Gelelim: “Komünizm, Sosyalizm, Nasyonal Sosyalizm, Faşizm ve Kapitalizm” gibi “izimlerin” hemen hiç birisinin bizim “Millî Hayatımızla” uzak, yakın herhangi bir benzerlikleri yoktur. Çünkü, bu izimler tamamen yabancı görüş ve fikirlerinin mahsulleridirler. Demokrasi’ye gelince; hemen her rejimin bünyesine kısmen de olsa uyum sağlayabilen yapısıyla, bütün insanlığa olumlu bir görünüm sağlamasına rağmen, aslında bilhassa dikkat edilmesi elzem olan bir sistemdir.

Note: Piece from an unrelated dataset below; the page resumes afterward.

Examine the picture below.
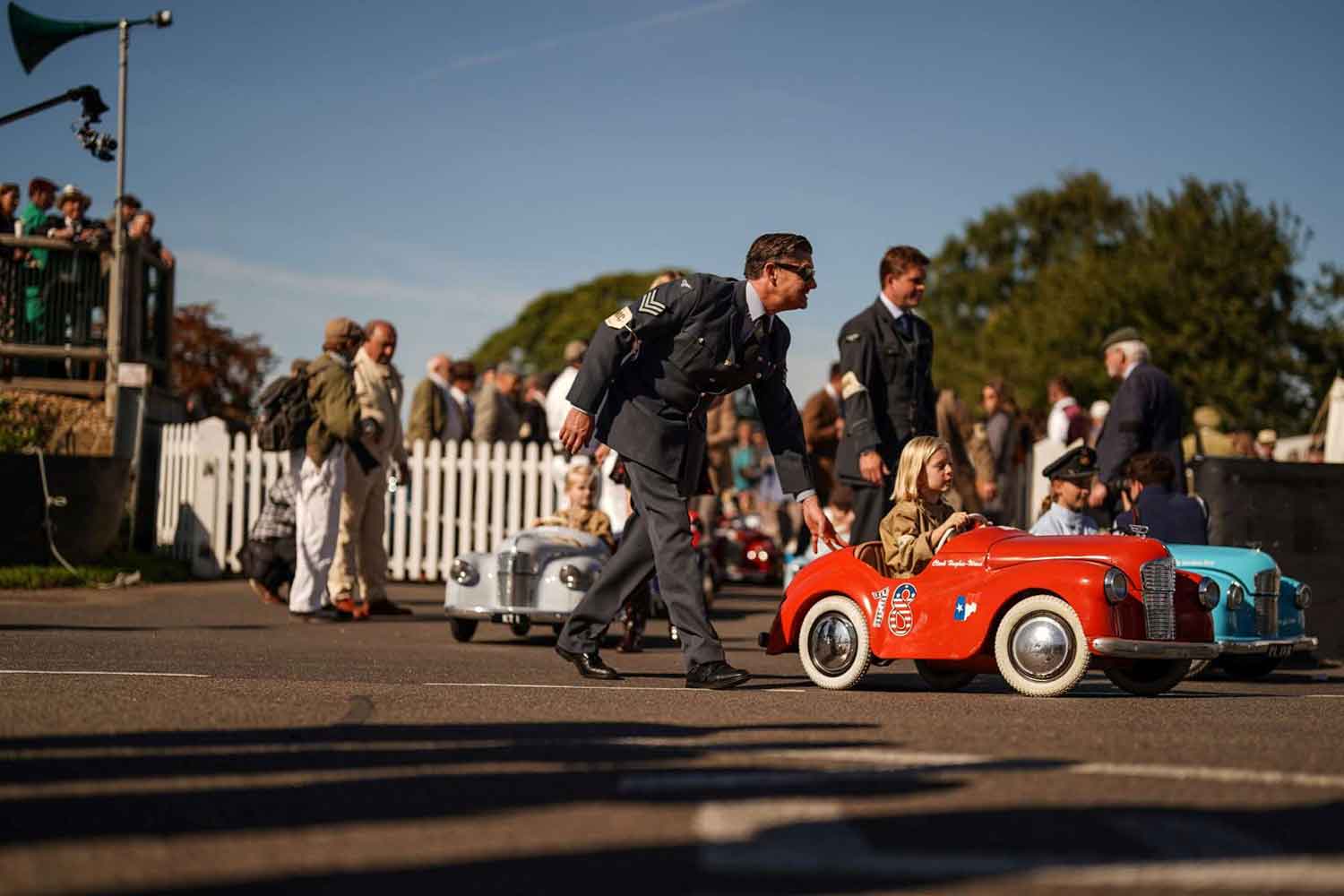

Zira, iyi denetlenip, iyi kullanılmadığı zaman, Komünizm’den beter bir sistemle karşı, karşıya kalırsınız!...
Demokrasi gördüğüm ve yaşadığım kadarıyla, bizim Ülkemize hiç de hayırlar getirmemiştir. Zira, Devletimizin temel ilkelerine karşı olan unsurların, muhtelif kumpaslarla bizleri yıpratmaya çalışmaları, “Demokrasi ilkeleri” açısından istifade edebilmelerini sağlamıştır!..
Her ne hikmeti var ise; Devletimizin var olabilme mücadelesinde, karşı cephede olanların başvurdukları başlıca silâh; Demokratik sistemin meydana getirdiği menfi imkânlarından istifade edebilmeleri olmuştur.
Bana öyle gelmektedir ki; “Demokratik sistem” Batı’nın Emperyalist emellerinde, kendilerine yardımcı olabilecek bir doktrin olarak, Cihana yayılmış bir sistemdir.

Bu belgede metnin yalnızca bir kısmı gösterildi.